By internet time this story is ages old, I know, but I was reminded again that Apple cares about audio quality and why Neil Young is so.very.wrong. 😉
He made a few waves in the tech sphere in late January by stating something to the effect of the Apple’s MacBook Pro having a shit DAC (Digital Analogue Converter) and Apple generally caring more about consumerism than creating high quality audio equipment for professionals.
Jim Dalrymple thoroughly debunked any of the claims made by Young on The Loop weeks ago but I wanted to offer a different example:
The Apple Lightning/USB-C to 3.5 mm Headphone Jack Adapter
Many people make fun of these little dongles and I get it. Apple removed the headphone jack from its iPhone and iPads and replaced it with an easy-to-lose USD 9.— dongle and they called it courage. My feelings about the dongle went from a solid meh (#donglelyfe) to loving these little things, seriously loving them. The reason is simple: they have amazing sound quality.

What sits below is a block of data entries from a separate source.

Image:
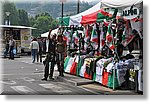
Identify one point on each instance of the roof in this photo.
(119, 3)
(13, 26)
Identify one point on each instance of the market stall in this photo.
(97, 53)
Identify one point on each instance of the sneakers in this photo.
(44, 79)
(51, 78)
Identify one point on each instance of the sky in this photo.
(49, 0)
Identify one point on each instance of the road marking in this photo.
(24, 90)
(89, 90)
(8, 82)
(28, 79)
(56, 88)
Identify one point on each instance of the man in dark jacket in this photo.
(50, 58)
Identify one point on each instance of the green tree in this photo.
(43, 22)
(23, 17)
(13, 17)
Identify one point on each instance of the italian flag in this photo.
(109, 38)
(66, 36)
(76, 37)
(94, 36)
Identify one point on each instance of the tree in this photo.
(23, 17)
(43, 22)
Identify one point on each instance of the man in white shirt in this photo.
(34, 46)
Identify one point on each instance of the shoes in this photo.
(51, 78)
(44, 79)
(61, 75)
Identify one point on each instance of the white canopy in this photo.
(76, 19)
(119, 3)
(55, 31)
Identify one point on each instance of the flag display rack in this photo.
(110, 24)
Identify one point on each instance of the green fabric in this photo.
(94, 76)
(66, 62)
(65, 21)
(79, 66)
(101, 17)
(110, 80)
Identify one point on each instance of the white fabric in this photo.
(100, 66)
(119, 3)
(140, 80)
(138, 26)
(98, 78)
(34, 45)
(82, 70)
(45, 34)
(70, 62)
(76, 19)
(110, 67)
(120, 75)
(55, 31)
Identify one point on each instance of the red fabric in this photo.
(105, 78)
(73, 68)
(87, 76)
(91, 18)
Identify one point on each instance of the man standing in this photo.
(11, 47)
(34, 46)
(60, 49)
(50, 57)
(39, 54)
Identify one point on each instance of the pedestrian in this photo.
(11, 48)
(44, 45)
(6, 48)
(60, 51)
(50, 57)
(34, 46)
(39, 54)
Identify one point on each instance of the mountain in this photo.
(54, 9)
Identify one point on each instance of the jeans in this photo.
(49, 61)
(33, 54)
(11, 54)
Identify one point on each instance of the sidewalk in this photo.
(91, 85)
(79, 81)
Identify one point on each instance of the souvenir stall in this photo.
(97, 52)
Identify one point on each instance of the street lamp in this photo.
(7, 22)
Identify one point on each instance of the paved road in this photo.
(22, 77)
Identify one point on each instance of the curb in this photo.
(74, 82)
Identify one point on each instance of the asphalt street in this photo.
(21, 77)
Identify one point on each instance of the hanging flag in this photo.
(106, 23)
(66, 36)
(76, 37)
(127, 36)
(94, 36)
(109, 38)
(124, 34)
(118, 16)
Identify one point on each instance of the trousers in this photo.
(49, 64)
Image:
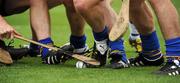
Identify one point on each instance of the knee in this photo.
(81, 5)
(156, 3)
(36, 2)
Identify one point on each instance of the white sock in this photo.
(134, 34)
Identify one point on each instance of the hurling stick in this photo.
(76, 56)
(121, 25)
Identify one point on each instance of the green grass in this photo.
(30, 70)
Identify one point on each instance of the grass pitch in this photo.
(31, 70)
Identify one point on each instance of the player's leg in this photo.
(95, 15)
(170, 27)
(40, 22)
(134, 38)
(143, 20)
(77, 23)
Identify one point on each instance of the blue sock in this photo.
(150, 42)
(118, 45)
(172, 48)
(78, 41)
(45, 50)
(101, 35)
(33, 46)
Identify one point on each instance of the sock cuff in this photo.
(148, 35)
(46, 40)
(150, 42)
(117, 45)
(101, 35)
(172, 41)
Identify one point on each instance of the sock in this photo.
(150, 45)
(45, 50)
(101, 40)
(118, 45)
(150, 42)
(172, 48)
(33, 46)
(79, 43)
(101, 35)
(134, 34)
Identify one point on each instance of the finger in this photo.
(1, 38)
(11, 35)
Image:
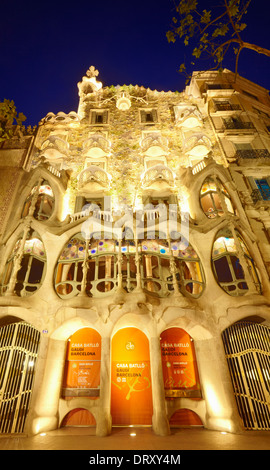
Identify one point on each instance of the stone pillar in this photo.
(46, 406)
(221, 408)
(159, 419)
(104, 420)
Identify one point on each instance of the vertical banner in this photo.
(82, 368)
(131, 390)
(180, 373)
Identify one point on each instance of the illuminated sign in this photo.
(179, 365)
(82, 369)
(131, 398)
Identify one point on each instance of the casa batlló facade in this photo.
(135, 261)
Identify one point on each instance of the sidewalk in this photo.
(144, 439)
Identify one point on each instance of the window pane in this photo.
(238, 270)
(36, 271)
(223, 270)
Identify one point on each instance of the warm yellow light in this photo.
(66, 209)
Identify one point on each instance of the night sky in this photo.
(46, 48)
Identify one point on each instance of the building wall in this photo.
(188, 137)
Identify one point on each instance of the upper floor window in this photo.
(42, 198)
(210, 198)
(264, 188)
(227, 267)
(102, 263)
(99, 117)
(25, 267)
(148, 116)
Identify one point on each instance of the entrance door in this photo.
(248, 356)
(131, 390)
(18, 354)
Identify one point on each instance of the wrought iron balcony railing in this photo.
(253, 153)
(227, 107)
(260, 195)
(238, 125)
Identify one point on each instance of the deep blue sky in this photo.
(46, 48)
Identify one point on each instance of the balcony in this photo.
(54, 149)
(234, 126)
(187, 116)
(260, 195)
(94, 177)
(227, 107)
(157, 174)
(252, 154)
(154, 144)
(97, 214)
(198, 146)
(96, 146)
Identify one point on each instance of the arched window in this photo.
(100, 262)
(43, 198)
(157, 261)
(28, 259)
(228, 270)
(210, 198)
(103, 258)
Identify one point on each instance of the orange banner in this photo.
(82, 370)
(131, 398)
(179, 365)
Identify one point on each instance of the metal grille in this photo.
(247, 348)
(18, 354)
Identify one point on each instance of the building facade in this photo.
(135, 261)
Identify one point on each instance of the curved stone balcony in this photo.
(198, 146)
(54, 148)
(154, 145)
(187, 116)
(96, 146)
(156, 174)
(61, 117)
(94, 176)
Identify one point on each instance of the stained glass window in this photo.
(44, 203)
(31, 272)
(227, 267)
(210, 198)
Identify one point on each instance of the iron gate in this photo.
(247, 349)
(18, 354)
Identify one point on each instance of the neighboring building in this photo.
(108, 315)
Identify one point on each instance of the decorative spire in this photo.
(92, 72)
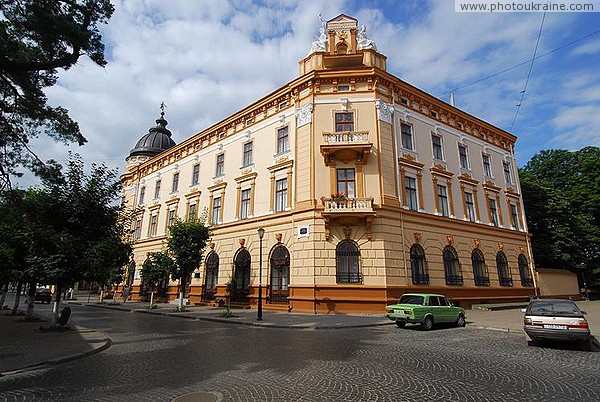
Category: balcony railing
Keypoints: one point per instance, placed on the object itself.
(482, 281)
(346, 137)
(345, 205)
(454, 280)
(527, 282)
(420, 279)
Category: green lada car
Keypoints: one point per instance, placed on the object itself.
(425, 309)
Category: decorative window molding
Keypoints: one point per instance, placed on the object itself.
(305, 115)
(385, 111)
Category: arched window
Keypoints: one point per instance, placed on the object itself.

In more technical terms (source 1, source 2):
- The output source impedance measures > 1Ω.
- Frequency response is close to perfectly flat.
- Harmonic distortion is almost nonexistent across various resistances (Ω).
- Dynamic range is on par with previous iPhone headphone jacks, which had great audio quality
In less technical terms it means that these little dongles can drive extremely sensitive earphones with no to absolutely minimal changes to the frequency response (their sound signature) on the one hand and can also power full-size headphones on the other hand. To get this kind of flexibility and sound quality, you’d typically have to buy and lug around a dedicated portable DAC.
My earphones of choice are the Campfire Audio Andromeda, great sounding earphones that are very hard to drive properly. Sources with an output resistance of larger than 1Ω will quickly and negatively impact the sound signature, starting with reducing the bass response dramatically.
Using Apple’s dongles, they sound brilliant, same as they do on my MacBook Pro. I even use the USB-C dongle to listen to music on the Microsoft Surface Pro 2 that I use for work a lot. Its 3.5 mm audio jack is … not good, to be polite. With a USB-A to USB-C adapter and the USB-C audio dongle (again #donglelyfe), I get perfect audio quality listening to losslessly compressed music.
So no, Mr. Young, Apple does care about audio quality even on a consumer level. And what I use for proof are these tiny, easy-to-lose, beautifully sounding, flexible dongles.